PHP/mySQL not working?

Here the PHP:
<?php
$db = mysql_connect(“name”,“user”,“pass”);
mysql_select_db(“links” ,$db);
$sql = mysql_query(“SELECT * FROM links” ,$db);
echo ("<table border =‘1’>");
echo ("<tr><td>url</td><td>description</td></tr>");
echo("<tr><td><a href=’$tablerows[1]’>$tablerows[1]</a></td><td>$tablerows[2]</td></tr> ");
echo “</table>”;
mysql_close($db);
?>

and i have a “links” table with 3 fields named id, url, and description…

and when i upload it to the server all i get is a two column table with “url” and “description” … the links that i created in the url field, their descriptions do not seem to appear???

What could be the problem…

well, for starters i wouldn’t put your password/username online…
ok, your problem is that you’ve never defined $tablerows, try this…

<?php
$db = mysql_connect("name","user","pass");
mysql_select_db("links" ,$db);
$tablerows = mysql_fetch_row(mysql_query("SELECT * FROM links WHERE id='number'" ,$db));
echo ("<table border ='1'>");
echo ("<tr><td>url</td><td>description</td></tr>");
echo("<tr><td><a href='$tablerows[1]'>$tablerows[1]</a></td><td>$tablerows[2]</td></tr> ");
echo "</table>";
mysql_close($db);
?>

The other problem you have is you must define which row you want to grab off the DB by using a WHERE statement in your SQL query, like this:
$tablerows = mysql_fetch_row(mysql_query(“SELECT * FROM links WHERE id=‘number’” ,$db));

thanks heheh oops i forgot to change the important values before posting…eeep! but i changed them now!!

anyways…thanks sooo much! you have been soo helpful to me :)) thanks!

ps. do you know where i could find some books or tutorials on php interacting with databases???

yep!
Check out http://php.net for descriptions of the many functions of PHP.
Check out http://www.w3schools.com/ for some tutorials on PHP and SQL statements.
take a look at
this tutorial for database interaction.
and lastely learn about relational databases, which is what kinda database mySQL is.
have fun :mu:

WOW!! i now love italy too hehehe THANK YOU!!!

-Albert

lol, no problem!

hey i keep getting this error whenever i run the script:

Warning: mysql_fetch_row(): supplied argument is not a valid MySQL result resource in X:/Apache2/htdocs/docs/work/img_2004.php on line 13

the code is exactly as stated above!!

hmmm, i dont see any reason why it wouldn’t work…
Th only thing i can think of is, make sure than the password and username is correct…

yea the pass is ok, and so is the username…

FROM links WHERE id=‘number’" <---- NUMBER ???

ohhh, ok, well thats the problem.

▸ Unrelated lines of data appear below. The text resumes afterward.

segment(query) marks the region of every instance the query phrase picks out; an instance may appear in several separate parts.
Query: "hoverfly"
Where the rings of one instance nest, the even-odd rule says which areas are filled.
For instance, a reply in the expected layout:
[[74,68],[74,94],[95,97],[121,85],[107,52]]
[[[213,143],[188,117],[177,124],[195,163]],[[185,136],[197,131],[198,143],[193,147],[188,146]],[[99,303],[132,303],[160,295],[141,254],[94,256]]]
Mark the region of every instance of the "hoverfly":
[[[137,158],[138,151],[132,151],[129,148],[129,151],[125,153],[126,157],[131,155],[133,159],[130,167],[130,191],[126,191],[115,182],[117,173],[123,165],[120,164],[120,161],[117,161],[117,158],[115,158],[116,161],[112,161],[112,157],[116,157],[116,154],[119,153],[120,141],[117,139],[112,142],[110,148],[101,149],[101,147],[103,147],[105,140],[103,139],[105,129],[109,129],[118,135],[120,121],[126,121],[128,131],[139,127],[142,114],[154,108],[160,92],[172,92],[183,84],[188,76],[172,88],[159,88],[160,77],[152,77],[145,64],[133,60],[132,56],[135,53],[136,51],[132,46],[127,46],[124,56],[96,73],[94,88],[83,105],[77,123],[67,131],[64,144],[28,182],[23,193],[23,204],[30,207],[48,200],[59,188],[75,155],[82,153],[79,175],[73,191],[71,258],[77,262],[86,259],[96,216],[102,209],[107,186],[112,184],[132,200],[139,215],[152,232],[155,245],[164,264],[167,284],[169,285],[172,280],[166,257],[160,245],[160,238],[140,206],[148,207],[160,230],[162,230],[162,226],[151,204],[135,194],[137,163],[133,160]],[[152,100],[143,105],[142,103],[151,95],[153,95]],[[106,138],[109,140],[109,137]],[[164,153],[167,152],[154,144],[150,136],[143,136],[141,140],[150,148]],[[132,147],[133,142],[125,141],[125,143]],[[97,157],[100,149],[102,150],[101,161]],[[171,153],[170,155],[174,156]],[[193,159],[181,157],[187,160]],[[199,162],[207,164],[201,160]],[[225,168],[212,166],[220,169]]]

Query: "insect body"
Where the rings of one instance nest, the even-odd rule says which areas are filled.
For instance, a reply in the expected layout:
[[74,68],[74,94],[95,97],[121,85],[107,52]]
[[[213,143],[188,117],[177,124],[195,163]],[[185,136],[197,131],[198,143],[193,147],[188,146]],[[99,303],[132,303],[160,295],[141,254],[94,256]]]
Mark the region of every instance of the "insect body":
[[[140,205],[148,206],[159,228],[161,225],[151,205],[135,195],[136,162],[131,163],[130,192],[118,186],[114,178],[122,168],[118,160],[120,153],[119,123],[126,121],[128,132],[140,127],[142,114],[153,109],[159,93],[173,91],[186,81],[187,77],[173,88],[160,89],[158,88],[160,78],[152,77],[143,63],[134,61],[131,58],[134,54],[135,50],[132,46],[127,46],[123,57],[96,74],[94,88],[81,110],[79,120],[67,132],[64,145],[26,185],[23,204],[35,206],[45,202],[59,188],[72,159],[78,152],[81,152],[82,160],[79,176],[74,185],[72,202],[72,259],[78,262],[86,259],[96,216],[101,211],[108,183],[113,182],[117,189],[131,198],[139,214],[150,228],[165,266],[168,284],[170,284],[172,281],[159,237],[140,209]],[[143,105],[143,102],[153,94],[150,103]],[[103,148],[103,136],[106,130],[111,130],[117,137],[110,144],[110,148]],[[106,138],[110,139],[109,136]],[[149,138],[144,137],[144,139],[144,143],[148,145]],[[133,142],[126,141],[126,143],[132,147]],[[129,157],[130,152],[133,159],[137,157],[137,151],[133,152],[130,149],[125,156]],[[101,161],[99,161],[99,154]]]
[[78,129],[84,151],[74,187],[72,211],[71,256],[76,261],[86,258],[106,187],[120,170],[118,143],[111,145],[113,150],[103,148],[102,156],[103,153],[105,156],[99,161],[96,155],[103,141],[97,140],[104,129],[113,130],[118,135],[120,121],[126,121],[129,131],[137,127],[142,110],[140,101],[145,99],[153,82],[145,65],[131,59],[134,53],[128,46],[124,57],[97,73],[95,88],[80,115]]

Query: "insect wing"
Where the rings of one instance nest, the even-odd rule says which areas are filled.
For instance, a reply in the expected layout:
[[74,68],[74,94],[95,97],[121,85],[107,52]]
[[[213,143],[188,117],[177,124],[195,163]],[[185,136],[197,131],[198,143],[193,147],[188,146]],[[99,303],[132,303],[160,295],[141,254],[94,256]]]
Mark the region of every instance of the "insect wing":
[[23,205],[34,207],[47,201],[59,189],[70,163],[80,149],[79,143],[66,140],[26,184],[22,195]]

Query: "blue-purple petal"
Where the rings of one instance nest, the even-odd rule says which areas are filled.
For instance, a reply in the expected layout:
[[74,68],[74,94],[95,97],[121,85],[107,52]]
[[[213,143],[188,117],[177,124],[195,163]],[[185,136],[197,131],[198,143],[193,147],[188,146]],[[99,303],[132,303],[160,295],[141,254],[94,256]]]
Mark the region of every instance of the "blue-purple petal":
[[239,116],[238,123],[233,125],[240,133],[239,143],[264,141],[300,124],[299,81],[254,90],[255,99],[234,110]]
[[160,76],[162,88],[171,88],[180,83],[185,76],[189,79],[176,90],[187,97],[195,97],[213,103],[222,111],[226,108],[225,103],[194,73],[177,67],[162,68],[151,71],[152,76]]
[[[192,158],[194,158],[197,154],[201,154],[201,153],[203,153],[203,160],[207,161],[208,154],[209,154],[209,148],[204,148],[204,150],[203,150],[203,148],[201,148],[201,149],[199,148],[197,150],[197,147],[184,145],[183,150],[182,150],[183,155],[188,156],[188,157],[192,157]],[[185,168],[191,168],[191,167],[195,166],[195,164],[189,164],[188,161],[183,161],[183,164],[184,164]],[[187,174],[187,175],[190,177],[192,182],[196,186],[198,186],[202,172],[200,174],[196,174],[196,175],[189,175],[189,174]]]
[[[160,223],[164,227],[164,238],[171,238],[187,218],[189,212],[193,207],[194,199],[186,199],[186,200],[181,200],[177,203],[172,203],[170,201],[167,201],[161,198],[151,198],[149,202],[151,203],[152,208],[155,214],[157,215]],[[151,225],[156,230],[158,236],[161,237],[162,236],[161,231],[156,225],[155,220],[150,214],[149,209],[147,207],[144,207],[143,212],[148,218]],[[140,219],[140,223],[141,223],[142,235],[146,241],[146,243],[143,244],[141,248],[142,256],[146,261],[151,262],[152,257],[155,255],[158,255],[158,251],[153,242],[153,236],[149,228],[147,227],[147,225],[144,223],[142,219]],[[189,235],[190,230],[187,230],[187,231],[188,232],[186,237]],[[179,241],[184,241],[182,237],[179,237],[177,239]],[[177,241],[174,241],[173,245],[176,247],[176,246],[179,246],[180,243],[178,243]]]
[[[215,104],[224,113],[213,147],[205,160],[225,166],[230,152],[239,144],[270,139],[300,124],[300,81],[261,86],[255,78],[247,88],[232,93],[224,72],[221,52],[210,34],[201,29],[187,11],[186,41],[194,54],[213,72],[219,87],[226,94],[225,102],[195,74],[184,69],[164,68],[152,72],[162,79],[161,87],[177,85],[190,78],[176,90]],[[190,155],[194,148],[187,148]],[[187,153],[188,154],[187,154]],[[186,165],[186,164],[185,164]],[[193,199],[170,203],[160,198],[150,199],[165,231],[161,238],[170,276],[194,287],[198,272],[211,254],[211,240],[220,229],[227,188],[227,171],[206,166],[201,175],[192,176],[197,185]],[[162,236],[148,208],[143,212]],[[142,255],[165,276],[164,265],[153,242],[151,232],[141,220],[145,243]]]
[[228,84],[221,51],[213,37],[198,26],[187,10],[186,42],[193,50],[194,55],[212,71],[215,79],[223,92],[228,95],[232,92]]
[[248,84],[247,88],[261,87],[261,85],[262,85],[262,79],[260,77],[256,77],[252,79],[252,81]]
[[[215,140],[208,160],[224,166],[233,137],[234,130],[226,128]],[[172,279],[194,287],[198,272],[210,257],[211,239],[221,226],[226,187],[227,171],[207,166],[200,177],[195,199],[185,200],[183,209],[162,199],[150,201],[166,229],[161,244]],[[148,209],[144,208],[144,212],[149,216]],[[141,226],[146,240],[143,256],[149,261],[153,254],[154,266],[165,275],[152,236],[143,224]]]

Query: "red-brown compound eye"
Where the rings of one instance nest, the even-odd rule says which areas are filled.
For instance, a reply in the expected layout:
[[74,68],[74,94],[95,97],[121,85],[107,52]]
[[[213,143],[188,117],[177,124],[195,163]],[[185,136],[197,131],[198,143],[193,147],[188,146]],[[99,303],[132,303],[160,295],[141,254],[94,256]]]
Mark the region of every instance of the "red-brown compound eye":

I assumed you changed that to a number.
The ‘number’ needs to be the row number that you want to grab, or the primary ID row.

can i add more than one statement, say i have a table with 5 rows of links and i want them all to be fetched and displayed onload???

by the way, i fixed the problem earlier, me = stupid! hehe i was typing in the db name wrong, so here’s a tip, never choose long db names!

sure, just use a loop to repeat the action…

for($x=0; $x!=$finalrow; $x++) {
$tablerows = mysql_fetch_row(mysql_query("SELECT * FROM links WHERE id='$x'" ,$db)); 
echo ("<table border ='1'>"); 
echo ("<tr><td>url</td><td>description</td></tr>"); 
echo("<tr><td><a href='$tablerows[1]'>$tablerows[1]</a></td><td>$tablerows[2]</td></tr> "); 
echo "</table>";
}

just define the $finalrow var, and it should work…

$finalrow i don’t know what that is???

your good at this

oops sorry i got it $finalrow=5 or whatever! Thanks that worked like a charm!!